Brit cordite was hellish stuff that burned extremely rapidly, and this quickly produced massive, ship-rupturing gas overpressures, even when in the relatively open air of magazines instead of gun breeches, and even with relatively small amounts of cordite involved. German propellant, OTOH, didn't burn nearly so rapidly outside the guns, and thus did not produce the gas overpressures that tore the Brit ships apart. Thus, it really didn't matter how the Brits handled their cordite or what flash-tight features they put in their ships. Once cordite got burning anywhere along its path in a main turret, the ship was almost certainly doomed. German ships, OTOH, survived propellant fires inside the main magazines themselves.
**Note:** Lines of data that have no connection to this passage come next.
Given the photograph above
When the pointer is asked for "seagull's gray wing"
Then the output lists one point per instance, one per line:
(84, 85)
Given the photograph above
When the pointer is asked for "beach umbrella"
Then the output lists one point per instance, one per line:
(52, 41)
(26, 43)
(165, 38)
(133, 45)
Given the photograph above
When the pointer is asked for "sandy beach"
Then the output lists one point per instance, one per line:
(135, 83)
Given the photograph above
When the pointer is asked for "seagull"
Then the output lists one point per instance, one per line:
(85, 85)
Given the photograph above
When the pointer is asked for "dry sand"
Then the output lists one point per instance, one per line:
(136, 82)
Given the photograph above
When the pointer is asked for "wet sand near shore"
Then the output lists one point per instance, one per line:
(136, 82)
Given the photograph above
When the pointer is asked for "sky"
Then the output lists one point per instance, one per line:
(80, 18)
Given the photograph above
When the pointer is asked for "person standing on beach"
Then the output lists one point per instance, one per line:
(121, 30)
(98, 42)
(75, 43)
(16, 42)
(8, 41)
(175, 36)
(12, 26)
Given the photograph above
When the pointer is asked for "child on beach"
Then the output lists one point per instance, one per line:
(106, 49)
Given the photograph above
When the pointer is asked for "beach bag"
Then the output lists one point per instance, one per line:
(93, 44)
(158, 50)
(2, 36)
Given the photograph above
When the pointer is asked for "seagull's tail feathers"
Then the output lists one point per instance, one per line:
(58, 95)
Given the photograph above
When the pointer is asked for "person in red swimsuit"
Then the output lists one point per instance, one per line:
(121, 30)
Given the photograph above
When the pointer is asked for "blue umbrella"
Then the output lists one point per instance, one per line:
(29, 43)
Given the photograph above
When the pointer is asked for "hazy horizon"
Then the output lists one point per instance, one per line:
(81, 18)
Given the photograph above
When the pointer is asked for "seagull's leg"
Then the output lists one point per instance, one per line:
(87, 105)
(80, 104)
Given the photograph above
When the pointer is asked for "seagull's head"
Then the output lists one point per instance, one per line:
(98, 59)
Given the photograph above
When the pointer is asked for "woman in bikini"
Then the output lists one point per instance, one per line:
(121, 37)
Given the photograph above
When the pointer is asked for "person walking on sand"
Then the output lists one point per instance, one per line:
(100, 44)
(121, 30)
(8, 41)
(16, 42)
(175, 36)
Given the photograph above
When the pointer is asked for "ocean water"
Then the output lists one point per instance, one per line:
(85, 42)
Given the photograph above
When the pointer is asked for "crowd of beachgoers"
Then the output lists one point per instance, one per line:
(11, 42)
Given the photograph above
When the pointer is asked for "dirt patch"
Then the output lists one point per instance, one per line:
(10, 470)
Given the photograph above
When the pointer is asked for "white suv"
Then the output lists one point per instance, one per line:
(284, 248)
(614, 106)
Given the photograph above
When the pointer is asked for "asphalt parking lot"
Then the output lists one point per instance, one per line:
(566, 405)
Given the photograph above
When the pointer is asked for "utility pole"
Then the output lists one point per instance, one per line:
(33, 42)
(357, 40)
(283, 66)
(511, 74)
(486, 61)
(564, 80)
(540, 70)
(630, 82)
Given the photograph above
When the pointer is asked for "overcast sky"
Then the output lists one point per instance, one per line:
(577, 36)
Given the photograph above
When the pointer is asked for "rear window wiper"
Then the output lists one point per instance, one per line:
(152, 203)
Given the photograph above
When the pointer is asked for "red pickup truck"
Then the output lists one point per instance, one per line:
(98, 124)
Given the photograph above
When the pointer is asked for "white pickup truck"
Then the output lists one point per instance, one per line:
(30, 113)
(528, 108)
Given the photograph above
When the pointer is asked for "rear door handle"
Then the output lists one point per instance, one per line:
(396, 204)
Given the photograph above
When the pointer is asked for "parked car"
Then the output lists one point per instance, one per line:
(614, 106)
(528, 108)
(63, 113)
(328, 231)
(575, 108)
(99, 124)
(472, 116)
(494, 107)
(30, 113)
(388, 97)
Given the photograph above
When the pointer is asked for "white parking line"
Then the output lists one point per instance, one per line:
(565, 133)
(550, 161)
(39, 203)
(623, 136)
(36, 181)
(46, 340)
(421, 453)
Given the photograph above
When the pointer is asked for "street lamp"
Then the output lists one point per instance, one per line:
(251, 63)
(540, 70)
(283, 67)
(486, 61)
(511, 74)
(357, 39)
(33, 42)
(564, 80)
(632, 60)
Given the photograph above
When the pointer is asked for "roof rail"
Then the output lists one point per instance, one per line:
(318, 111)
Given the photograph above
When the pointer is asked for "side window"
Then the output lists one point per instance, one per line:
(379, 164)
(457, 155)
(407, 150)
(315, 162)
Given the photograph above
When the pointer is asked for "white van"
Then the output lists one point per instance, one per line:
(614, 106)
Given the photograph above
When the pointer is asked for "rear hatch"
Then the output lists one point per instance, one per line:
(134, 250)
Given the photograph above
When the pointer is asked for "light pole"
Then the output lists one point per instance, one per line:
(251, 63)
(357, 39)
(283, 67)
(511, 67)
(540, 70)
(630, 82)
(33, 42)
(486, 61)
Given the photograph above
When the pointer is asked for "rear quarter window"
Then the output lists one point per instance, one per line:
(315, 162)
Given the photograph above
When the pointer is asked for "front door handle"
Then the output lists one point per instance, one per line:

Here are some examples to illustrate this:
Seydlitz at Dogger Bank
When both aft turrets burned out, over 6 tons of propellant went up in smoke, including some in the magazines themselves, not just in the hoists and working chambers. There was no explosion, just a big fire. There was more exposed propellant than there should have been, but that just increased the likelihood of the fire starting in the 1st place. The ship was never in any danger of sinking from this propellant fire by itself, because it didn't produce the gas pressure necessary to burst the ship's structure. The Germans were concerned that the heat from the fire in the main propellant magazines might cook off the shells stored on the deck above, not that the propellant itself would rip the ship apart.
Lion at Jutland
Fortunately for the Brits, the initial hit did not ignite any cordite. By the time the cordite did ignite about 20 minutes later, the magazines had been flooded. Thus, the fire only involved 6 or 8 charges, only about 1/10 of the amout of propellant involved in the Seydlitz fire, all of which were in hoist cages or protected waiting positions--no excess cordite lying around exposed. Yet the gas overpressure caused by the ignition of this small amount of cordite blew part of the turret armor off and seriously deformed the magazine bulkheads, even though the explosion was partially vented by the turret already missing a large chunk. If the magazines had not already been flooded, the ship certainly would have been blown in half. Even if the magazine doors had been closed and flash-tight from the outside in (which they weren't), the overpressure of just a few charges in the hoists would have pushed the doors aside and exposed unflooded magazines to flash.
WW2
It should be noted that even with the slightly less-dangerous WW2 version of cordite, and with all the flash-tight advances implemented since Jutland, Hood still blew up from a cordite magazine explosion (sorry JD). OTOH, when a bomb lit off Gneisenau's forward main magazine, over 23 tons of propellant burned (nearly 4x what Seydltiz suffered), all of which was in the magazine. Yet there was no explosion.